The Princeton Laptop Orchestra made its Carnegie Hall debut recently as part of Playing it UNsafe, “the nation’s first professional laboratory for the creation of cutting-edge new orchestral music.” Catherine Rampell blogged the event yesterday for the Chronicle of Higher Education.

The New York Times described PLOrk’s contribution this way:

“In Dan Trueman’s appealing “Silicon/Carbon: An Anti-Concerto Grosso” members of the Princeton Laptop Orchestra used computers to manipulate sounds made by the acoustic ensemble while adding rhythmic patter and rubbed-goblet peals. The results sounded something like a shimmering moment from a John Adams orchestral score stretched out indefinitely.”

PLOrk, under the auspices of Dan Trueman and Perry Cook, recently got a $238,000 grant from the John D. and Catherine T. MacArthur Foundation as part of its Digital Media and Learning Competition. Seventeen winning projects — PLOrk among them — were selected from 1,010 applications.

Trueman and Cook will be using the grant to make the instruments played in PLOrk as portable as electric guitars.
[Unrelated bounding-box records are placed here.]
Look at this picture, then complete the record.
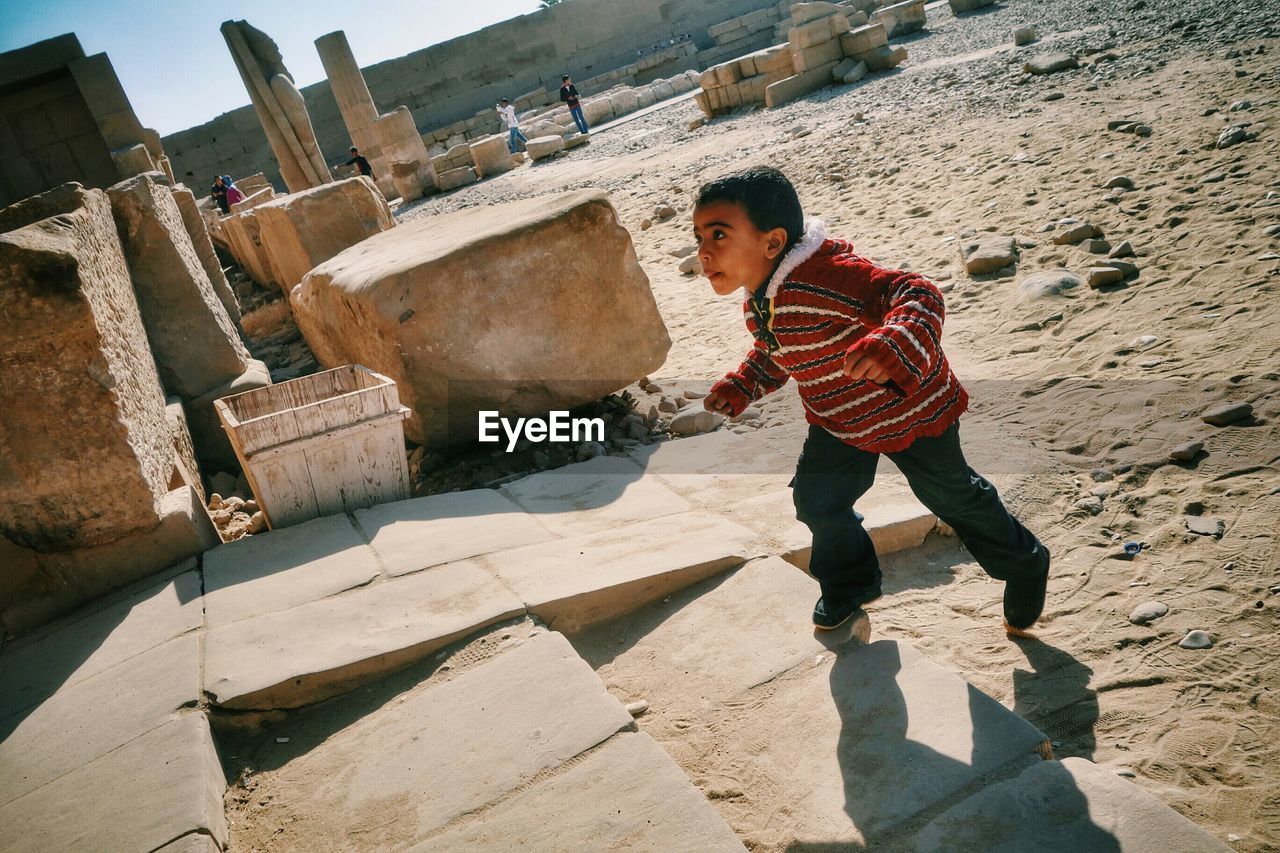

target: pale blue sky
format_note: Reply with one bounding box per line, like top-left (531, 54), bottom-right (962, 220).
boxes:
top-left (0, 0), bottom-right (539, 136)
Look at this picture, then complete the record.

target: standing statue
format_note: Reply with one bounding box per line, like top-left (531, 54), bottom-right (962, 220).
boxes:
top-left (221, 20), bottom-right (333, 192)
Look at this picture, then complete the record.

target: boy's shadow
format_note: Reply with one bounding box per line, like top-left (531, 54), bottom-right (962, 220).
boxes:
top-left (787, 642), bottom-right (1120, 853)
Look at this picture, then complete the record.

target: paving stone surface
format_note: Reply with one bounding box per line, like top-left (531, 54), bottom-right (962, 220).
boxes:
top-left (240, 628), bottom-right (634, 849)
top-left (584, 557), bottom-right (870, 707)
top-left (915, 758), bottom-right (1231, 853)
top-left (641, 640), bottom-right (1044, 849)
top-left (0, 712), bottom-right (227, 853)
top-left (0, 634), bottom-right (200, 803)
top-left (502, 456), bottom-right (690, 537)
top-left (480, 512), bottom-right (759, 631)
top-left (355, 489), bottom-right (554, 575)
top-left (412, 734), bottom-right (746, 853)
top-left (205, 515), bottom-right (380, 626)
top-left (205, 558), bottom-right (525, 710)
top-left (0, 560), bottom-right (204, 719)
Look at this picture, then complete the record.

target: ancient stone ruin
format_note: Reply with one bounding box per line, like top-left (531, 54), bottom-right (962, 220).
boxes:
top-left (221, 20), bottom-right (333, 192)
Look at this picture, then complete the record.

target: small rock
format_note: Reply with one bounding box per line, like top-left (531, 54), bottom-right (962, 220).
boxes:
top-left (1184, 515), bottom-right (1226, 539)
top-left (573, 442), bottom-right (604, 462)
top-left (1053, 222), bottom-right (1102, 246)
top-left (1201, 403), bottom-right (1253, 427)
top-left (671, 406), bottom-right (724, 435)
top-left (1018, 269), bottom-right (1084, 300)
top-left (1178, 630), bottom-right (1213, 648)
top-left (1129, 601), bottom-right (1169, 625)
top-left (1213, 124), bottom-right (1249, 149)
top-left (1023, 54), bottom-right (1080, 74)
top-left (1084, 266), bottom-right (1124, 289)
top-left (1075, 494), bottom-right (1102, 515)
top-left (680, 255), bottom-right (703, 275)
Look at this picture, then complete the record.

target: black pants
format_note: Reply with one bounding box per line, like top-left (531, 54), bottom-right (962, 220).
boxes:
top-left (792, 424), bottom-right (1044, 603)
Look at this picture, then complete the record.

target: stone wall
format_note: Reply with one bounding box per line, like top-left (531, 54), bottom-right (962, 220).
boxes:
top-left (164, 0), bottom-right (777, 188)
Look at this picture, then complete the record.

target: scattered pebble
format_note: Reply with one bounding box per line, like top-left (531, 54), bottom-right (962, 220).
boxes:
top-left (1178, 630), bottom-right (1213, 648)
top-left (1201, 403), bottom-right (1253, 427)
top-left (1129, 601), bottom-right (1169, 625)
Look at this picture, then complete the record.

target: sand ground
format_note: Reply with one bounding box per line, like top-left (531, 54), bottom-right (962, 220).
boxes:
top-left (225, 3), bottom-right (1280, 850)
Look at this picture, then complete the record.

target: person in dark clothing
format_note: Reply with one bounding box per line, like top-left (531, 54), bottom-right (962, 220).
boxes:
top-left (343, 146), bottom-right (374, 178)
top-left (561, 74), bottom-right (589, 133)
top-left (209, 174), bottom-right (232, 216)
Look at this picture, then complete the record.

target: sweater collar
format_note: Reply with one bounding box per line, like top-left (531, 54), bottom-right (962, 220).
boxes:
top-left (742, 219), bottom-right (827, 300)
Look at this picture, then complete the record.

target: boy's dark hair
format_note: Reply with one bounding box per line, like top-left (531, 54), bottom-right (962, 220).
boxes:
top-left (694, 167), bottom-right (804, 251)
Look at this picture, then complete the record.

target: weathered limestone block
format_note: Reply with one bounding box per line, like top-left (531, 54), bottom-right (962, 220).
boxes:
top-left (870, 0), bottom-right (925, 37)
top-left (471, 134), bottom-right (513, 178)
top-left (525, 136), bottom-right (564, 160)
top-left (435, 167), bottom-right (480, 192)
top-left (292, 191), bottom-right (671, 444)
top-left (840, 24), bottom-right (888, 56)
top-left (220, 202), bottom-right (283, 287)
top-left (791, 38), bottom-right (845, 74)
top-left (253, 175), bottom-right (396, 293)
top-left (0, 183), bottom-right (173, 551)
top-left (170, 186), bottom-right (239, 325)
top-left (106, 174), bottom-right (248, 400)
top-left (764, 61), bottom-right (838, 108)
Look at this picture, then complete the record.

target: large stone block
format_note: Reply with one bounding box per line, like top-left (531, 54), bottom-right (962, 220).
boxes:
top-left (471, 134), bottom-right (513, 178)
top-left (292, 191), bottom-right (671, 444)
top-left (255, 177), bottom-right (396, 292)
top-left (106, 174), bottom-right (248, 400)
top-left (840, 24), bottom-right (888, 56)
top-left (172, 187), bottom-right (239, 325)
top-left (0, 184), bottom-right (173, 551)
“The MacArthur grant will allow us to completely reinvent the PLOrk technology,” Trueman explains. “The history of musical instruments shows us that the music we imagine is inextricably linked to the instruments we make it with. It is hard to overstate how important this redesign might be for us.”

PLOrk also recently played at the Sonic Divergence festival. Here is some nice coverage by the Daily Northwestern.

This video takes you backstage for a recent PLOrk rehearsal. For a completely different style of reporting, check out this past coverage from Fox News (Ge Wang, a Princeton computer science Ph.D. now at Stanford, conducts).